Tuesday, December 14, 2010

New Movie Review: Fair Game

I’m apolitical. A lot of things led me to that life choice, but most significantly, I found that I just couldn’t force myself to care anymore. Politics has a funny way of letting you down. One man can’t make a difference, and any difference a group makes is just a drop at the bottom of the bucket on the floor of the Pacific.

But, let’s just say I’m apolitical, and it takes a lot to make me angry anymore. It takes a lot to get me riled up about anything in the realm of politics. It takes something extraordinary to make me mad.

Fair Game made me mad.

Naomi Watts plays Valerie Plame, a CIA operative outed by an official at the White House in retaliation for her husband’s claim that President Bush lied about the possibility of a nuclear Iraq. Sean Penn plays her husband, Joe Wilson.

Wilson is a man who knows what is right and does it. It takes Plame a little longer. The movie follows the couple as they withstand death threats, cries of liar and un-American, and professional and personal blackballing.

I will not, however, go into the plot any more than that. If you were alive at the time and cared at all, then you know more about the whole affair than I could tell you in a movie synopsis.

So, let me tell you what made me mad.

1) Personally, I do not believe that Iraq ever had weapons nor was the country ever a threat to the United States, least of all an imminent threat that required pre-emptive action. That belief does not matter. We’re in Iraq, and we’re there to stay for the foreseeable future.

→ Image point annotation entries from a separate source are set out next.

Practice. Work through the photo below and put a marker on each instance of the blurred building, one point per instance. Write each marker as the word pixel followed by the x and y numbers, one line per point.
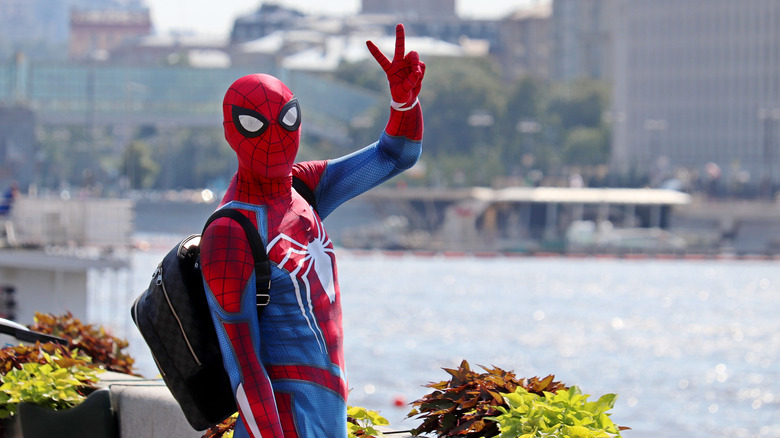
pixel 267 19
pixel 526 44
pixel 436 9
pixel 582 38
pixel 42 27
pixel 96 32
pixel 697 85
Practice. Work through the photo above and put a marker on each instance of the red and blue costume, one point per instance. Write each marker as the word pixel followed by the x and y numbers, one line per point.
pixel 287 369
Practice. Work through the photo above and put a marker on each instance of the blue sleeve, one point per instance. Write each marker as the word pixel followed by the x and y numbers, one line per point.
pixel 349 176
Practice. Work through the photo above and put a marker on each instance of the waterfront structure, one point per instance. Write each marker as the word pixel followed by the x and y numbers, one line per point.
pixel 697 85
pixel 94 33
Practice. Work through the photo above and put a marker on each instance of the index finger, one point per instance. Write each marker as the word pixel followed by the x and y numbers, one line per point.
pixel 378 55
pixel 400 42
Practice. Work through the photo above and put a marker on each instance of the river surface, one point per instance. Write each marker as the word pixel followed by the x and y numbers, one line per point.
pixel 692 348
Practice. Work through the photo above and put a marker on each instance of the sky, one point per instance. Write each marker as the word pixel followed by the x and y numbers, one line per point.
pixel 215 17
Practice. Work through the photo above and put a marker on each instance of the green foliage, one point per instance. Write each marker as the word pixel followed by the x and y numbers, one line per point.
pixel 586 146
pixel 565 414
pixel 361 423
pixel 62 381
pixel 139 167
pixel 224 429
pixel 462 405
pixel 104 349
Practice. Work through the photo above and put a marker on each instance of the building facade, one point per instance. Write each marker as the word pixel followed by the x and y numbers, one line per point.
pixel 697 86
pixel 582 39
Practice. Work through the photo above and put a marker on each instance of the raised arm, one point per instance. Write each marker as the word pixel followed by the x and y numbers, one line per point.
pixel 400 144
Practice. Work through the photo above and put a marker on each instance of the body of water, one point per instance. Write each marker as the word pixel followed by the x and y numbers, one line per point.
pixel 692 348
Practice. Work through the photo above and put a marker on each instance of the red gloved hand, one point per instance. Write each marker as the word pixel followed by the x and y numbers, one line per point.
pixel 405 73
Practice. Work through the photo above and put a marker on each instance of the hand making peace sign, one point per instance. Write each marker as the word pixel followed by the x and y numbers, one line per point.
pixel 405 73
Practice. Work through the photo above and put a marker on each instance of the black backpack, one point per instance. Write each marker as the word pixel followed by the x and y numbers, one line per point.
pixel 174 319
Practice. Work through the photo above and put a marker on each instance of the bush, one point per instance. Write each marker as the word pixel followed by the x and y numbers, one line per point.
pixel 57 380
pixel 462 406
pixel 565 414
pixel 498 404
pixel 95 342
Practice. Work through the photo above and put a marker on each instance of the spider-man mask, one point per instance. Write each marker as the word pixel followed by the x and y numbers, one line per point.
pixel 262 121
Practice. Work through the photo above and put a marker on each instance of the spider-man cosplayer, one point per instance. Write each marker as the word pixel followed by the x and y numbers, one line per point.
pixel 287 370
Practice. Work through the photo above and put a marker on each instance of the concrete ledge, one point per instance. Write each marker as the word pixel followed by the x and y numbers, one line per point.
pixel 145 408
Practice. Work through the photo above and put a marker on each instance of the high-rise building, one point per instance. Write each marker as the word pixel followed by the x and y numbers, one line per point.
pixel 30 25
pixel 697 85
pixel 582 34
pixel 410 8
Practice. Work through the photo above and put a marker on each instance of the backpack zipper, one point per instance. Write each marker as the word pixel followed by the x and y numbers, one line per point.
pixel 159 281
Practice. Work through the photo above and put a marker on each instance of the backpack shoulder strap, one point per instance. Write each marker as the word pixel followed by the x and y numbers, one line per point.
pixel 262 265
pixel 304 191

2) This movie does not care whether or not President Bush lied or the administration lied or the whole government lied. It is about two government employees who saw the facts and saw what they perceived to be lies. Plame and Wilson are not anti-Americans.

3) If this movie is not about WMDs and is not about the President, then what is it about? It is about a culture in which intelligent public discourse is dead and the talking points that replaced it are pathetic.

I came of age during the time this film is set: 2001-2003. I watched the President address the nation and congress. I watched the bombs fall on Iraq. I watched those who questioned the official stance get dragged through the mud. And, I watched it all on a 19-inch color screen.

You can’t blame the government for wanting to stay the government any more than you can blame a puppy for messing on the rug. It’s what it does. If the government’s best way to stay in power is to promote a war, it will do what it must.

The rest of us should have known better, and some of us are paid to know better. I mean the journalists. I mean those whose jobs rely on truth and information.

A journalist is a watchdog. That’s why the best don’t get invited to parties. People shouldn’t like journalists, and for the most part, they don’t. But, they should damn well trust them. The job of the journalist is not to tow the line but to see where the line leads and report it.

I try to avoid using my personal life when reviewing movies. I love the craft of film and try to review movies that are well made with good stories. If you want to know if this movie is well made, then I can tell you that it is. Watts and Penn are magnificent. Doug Liman’s direction serves the story by staying out of the way. The editing is clear, concise, and breakneck.

Does it tell a good story? You bet. Is it a story that I am happy to see? No. Is it important? Without a doubt. I do my best to leave my heart at home and watch movies with my head, but if a film can penetrate my chest like this one did, it will still find a heart. This movie is personal to me.

On Thursday this week, I will graduate from college with a degree in journalism. What does that degree mean? If we allow the discussion in this country to move away from what matters and toward what is popular, toward what people agree on, then my degree is not worth the paper on which it is printed.

Yeah, that makes me angry.

See it: absolutely.

1 comment:

MichaelLeydon said...

Excellent and interesting post. Anger and insight are the foundations of great creative careers. You prefer using your power of intellect in your reviews but willingly include your heart when it is touched. A sure sign of a competent and well-grounded individual. I don't know what your degree is worth but you are certain to excel in your endeavors. Congratulations on your degree but even more on your discovery of the power of righteous anger.